In some embodiments, the network device 10 and/or mobile device 20 may include a user interface 18, 28 that may, in turn, be in communication with the processor 12, 22 to provide output to the user, such as one or more navigable routes to a destination location and/or from an origin location, display of location dependent and/or triggered information, and/or the like, and, in some embodiments, to receive an indication of a user input. As such, the user interface 18, 28 may include one or more output devices such as a display, speaker, and/or the like and, in some embodiments, may also include one or more input devices such as a keyboard, a mouse, a joystick, a touch screen, touch areas, soft keys, a microphone, a speaker, or other input/output mechanisms. Alternatively or additionally, the processor may comprise user interface circuitry configured to control at least some functions of one or more user interface elements such as a display and, in some embodiments, a speaker, ringer, microphone and/or the like. The processor and/or user interface circuitry comprising the processor may be configured to control one or more functions of one or more user interface elements through computer program instructions (e.g., software and/or firmware) stored on a memory accessible to the processor 12, 22 (e.g., memory device 14, 24 and/or the like).

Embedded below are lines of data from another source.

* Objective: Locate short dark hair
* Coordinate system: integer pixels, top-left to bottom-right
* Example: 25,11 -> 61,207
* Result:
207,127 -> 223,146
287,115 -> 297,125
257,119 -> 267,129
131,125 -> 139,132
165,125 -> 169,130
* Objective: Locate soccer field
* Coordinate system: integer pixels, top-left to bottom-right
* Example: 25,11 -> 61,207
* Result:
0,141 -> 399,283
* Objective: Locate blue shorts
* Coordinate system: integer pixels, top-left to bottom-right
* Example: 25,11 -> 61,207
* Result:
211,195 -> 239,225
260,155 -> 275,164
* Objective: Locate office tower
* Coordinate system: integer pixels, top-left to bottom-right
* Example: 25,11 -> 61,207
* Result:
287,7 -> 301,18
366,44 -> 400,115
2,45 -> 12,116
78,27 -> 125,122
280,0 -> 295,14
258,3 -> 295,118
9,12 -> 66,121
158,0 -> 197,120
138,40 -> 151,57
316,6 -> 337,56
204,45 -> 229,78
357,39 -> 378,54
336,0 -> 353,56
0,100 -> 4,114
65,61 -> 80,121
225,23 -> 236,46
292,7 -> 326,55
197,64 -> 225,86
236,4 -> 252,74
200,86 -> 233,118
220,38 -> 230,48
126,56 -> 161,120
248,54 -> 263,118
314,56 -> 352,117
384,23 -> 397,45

The network device 10 and/or mobile device 20 may optionally include a communication interface 16, 26. The communication interface 16, 26 may be any means such as a device or circuitry embodied in either hardware or a combination of hardware and software that is configured to receive and/or transmit data from/to a network and/or any other device or module in communication with the apparatus. In this regard, the communication interface may include, for example, an antenna (or multiple antennas) and supporting hardware and/or software for enabling communications with a wireless communication network. Additionally or alternatively, the communication interface may include the circuitry for interacting with the antenna(s) to cause transmission of signals via the antenna(s) or to handle receipt of signals received via the antenna(s). In some environments, the communication interface may alternatively or also support wired communication. As such, for example, the communication interface may include a communication modem and/or other hardware/software for supporting communication via cable, digital subscriber line (DSL), universal serial bus (USB) or other mechanisms.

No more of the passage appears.